"Madame Paillette certainly deserves the Croix d'Honneur for so excellent a bon-mot. As for Mademoiselle Nou-Nou, I do not myself admire her, but my brother Ludwig, when he was alive, paid intermittent tribute to her charms." He added: "He was killed in the charge by a fall with his horse in the Autumn Manoeuvres of last year, while the Emperor was being entertained by command at a shooting-party upon a forest property of my father's that is about fifty kilometres from Berlin."

CHAPTER X

A SUPERMAN

"Do tell what the Kaiser said when he heard of the accident!" came in the voice of Lady Beauvayse, pitched now in a high, nasal tone that was a danger-signal to those who knew her, like the mischievous twinkle in her beautiful eyes. "I guess he must have been real upset!"

"Ja, ja, gewiss," returned von Herrnung, slightly shrugging his broad, square shoulders. "Of course the Emperor was greatly grieved for my father's loss. But naturally the programme had to be carried out. There is another day's Imperial shooting; the business is concluded—very satisfactorily—and Seine Majestät takes leave..... But of course he sent to my mother a sympathetic message, which greatly consoled her. And his Chief Equerry, Baron von Wildenberg, represented him at my brother's funeral. And shortly afterwards he graciously conferred upon my father the Second Class of the Order Pour le Mérite."

"How nice! But what for?" demanded the downright American, with astonishment so genuine that Brayham strangled with suppressed chuckles, and the bearded mouth of Commander Courtley assumed the curve of a sly smile.

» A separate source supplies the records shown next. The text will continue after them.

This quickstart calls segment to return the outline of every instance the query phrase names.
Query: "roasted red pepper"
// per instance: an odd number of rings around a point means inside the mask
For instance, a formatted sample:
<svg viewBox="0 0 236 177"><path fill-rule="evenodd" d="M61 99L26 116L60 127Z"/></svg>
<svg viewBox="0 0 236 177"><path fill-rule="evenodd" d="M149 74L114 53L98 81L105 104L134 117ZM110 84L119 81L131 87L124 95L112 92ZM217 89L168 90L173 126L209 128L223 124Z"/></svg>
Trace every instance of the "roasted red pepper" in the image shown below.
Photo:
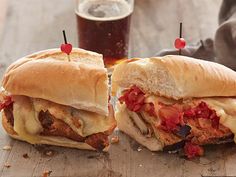
<svg viewBox="0 0 236 177"><path fill-rule="evenodd" d="M0 111L13 103L11 96L4 96L3 100L0 102Z"/></svg>
<svg viewBox="0 0 236 177"><path fill-rule="evenodd" d="M176 107L162 106L159 110L161 128L166 131L178 130L182 122L182 113Z"/></svg>
<svg viewBox="0 0 236 177"><path fill-rule="evenodd" d="M191 142L186 142L184 146L184 153L186 157L192 159L197 156L202 156L204 154L204 150L199 145L192 144Z"/></svg>
<svg viewBox="0 0 236 177"><path fill-rule="evenodd" d="M184 111L184 117L210 119L212 127L219 128L220 118L216 115L215 110L210 109L203 101L195 108Z"/></svg>
<svg viewBox="0 0 236 177"><path fill-rule="evenodd" d="M132 86L129 90L126 90L124 95L119 98L121 103L125 102L127 108L130 111L140 112L144 110L150 116L156 116L153 103L144 103L145 93L137 86Z"/></svg>
<svg viewBox="0 0 236 177"><path fill-rule="evenodd" d="M121 103L125 102L130 111L139 112L144 105L145 94L137 86L132 86L126 90L124 95L119 98Z"/></svg>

"What for?" exclaimed von Herrnung. He stiffened his big body arrogantly, reddening with evident annoyance, and thickly through his carefully-accentuated English the Teutonic consonants and gutturals began to crop. "Gnädige Gräfin, because that so coveted decoration is the reward of special service rendered to the Emperor. And my father in his-personal-sorrow-conquering that it upon the amusements of Imperial Majesty-might-not-intrude—had the noblest devotion and courage exhibited—in the opinion of the All-Highest."

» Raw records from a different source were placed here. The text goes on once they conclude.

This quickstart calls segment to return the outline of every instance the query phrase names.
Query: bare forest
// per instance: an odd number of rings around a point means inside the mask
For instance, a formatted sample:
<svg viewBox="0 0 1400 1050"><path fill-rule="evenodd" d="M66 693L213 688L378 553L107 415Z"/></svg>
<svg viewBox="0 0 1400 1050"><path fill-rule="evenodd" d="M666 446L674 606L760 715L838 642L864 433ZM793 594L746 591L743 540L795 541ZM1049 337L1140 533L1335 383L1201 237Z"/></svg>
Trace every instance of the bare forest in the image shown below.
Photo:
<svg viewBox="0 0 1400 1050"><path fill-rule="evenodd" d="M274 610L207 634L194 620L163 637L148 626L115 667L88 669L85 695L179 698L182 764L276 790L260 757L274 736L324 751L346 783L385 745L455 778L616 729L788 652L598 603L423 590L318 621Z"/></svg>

"My land!" exclaimed Lady Beauvayse, stimulated by the undisguised enjoyment of Brayham, Courtley, and Franky, "if that don't take the team and waggon, with the yella dog underneath it, an' the hoss-fly sittin' on the near-wheel mule's left ear!" She added: "No wonder your Kaiser thinks himself the hub of this little old universe—being nourished from infancy on flapdoodle of that kind." She added, dropping the saw-edged artificial accent, and reverting to the agreeable, drawling tones familiar to her friends: "But, last fall, when King George and Queen Mary were allowing to spend the day with us at Foltlebarre Abbey, and see the Gobelins tapestries after Teniers that were restored by our great American dye-specialist, Charlotte B. Pendrill of New York—and I had a dud head with neuralgitis, and couldn't have bobbed a curtsey without screaming like peacocks before a wet spell—Lord Beauvayse just sent a respectful note of excuse over by fast car to the place in our county where their Majesties were spending a week-end, and got a kind, cosy little line by return, making an appointment for a more convenient day."

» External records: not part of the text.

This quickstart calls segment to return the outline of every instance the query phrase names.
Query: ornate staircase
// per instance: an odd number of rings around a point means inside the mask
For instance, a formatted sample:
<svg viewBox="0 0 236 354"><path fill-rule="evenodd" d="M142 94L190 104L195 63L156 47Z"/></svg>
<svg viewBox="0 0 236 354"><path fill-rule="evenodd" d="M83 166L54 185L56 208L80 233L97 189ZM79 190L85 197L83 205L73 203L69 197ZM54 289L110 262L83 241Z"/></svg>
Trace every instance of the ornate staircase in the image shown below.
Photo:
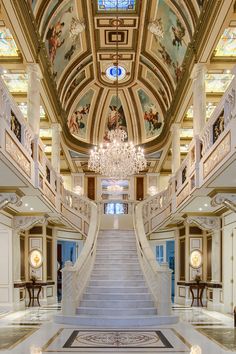
<svg viewBox="0 0 236 354"><path fill-rule="evenodd" d="M106 230L97 237L96 257L76 311L55 321L94 328L145 327L177 322L158 315L137 253L134 231Z"/></svg>

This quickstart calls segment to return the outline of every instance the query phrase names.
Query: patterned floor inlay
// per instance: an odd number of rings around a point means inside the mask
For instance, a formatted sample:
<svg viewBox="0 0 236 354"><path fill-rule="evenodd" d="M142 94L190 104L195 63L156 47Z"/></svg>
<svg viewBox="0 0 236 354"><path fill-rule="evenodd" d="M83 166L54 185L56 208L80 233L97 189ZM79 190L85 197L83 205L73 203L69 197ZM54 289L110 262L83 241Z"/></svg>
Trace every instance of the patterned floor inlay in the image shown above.
<svg viewBox="0 0 236 354"><path fill-rule="evenodd" d="M64 342L63 342L64 341ZM43 352L83 352L86 349L152 349L154 352L188 352L190 345L176 331L84 331L62 328Z"/></svg>
<svg viewBox="0 0 236 354"><path fill-rule="evenodd" d="M37 328L0 327L0 350L12 349L35 331L37 331Z"/></svg>
<svg viewBox="0 0 236 354"><path fill-rule="evenodd" d="M236 328L196 328L226 350L236 350Z"/></svg>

"Es mag wohl sein," said von Herrnung stiffly, repeating an apparently favourite phrase. "It may be so—in Great Britain. But in Germany the trivial happenings of ordinary existence are not permitted to interfere with the Imperial plans."

"Mustn't spoil Great Cæsar's shoot by letting a natural sorrow dim your eye, in case you're unexpectedly informed of a family bereavement," said Brayham to Lady Beauvayse. "So now you know what to expect in case the Kaiser should take it into his head to pop in on you at Foltlebarre somewhere about July."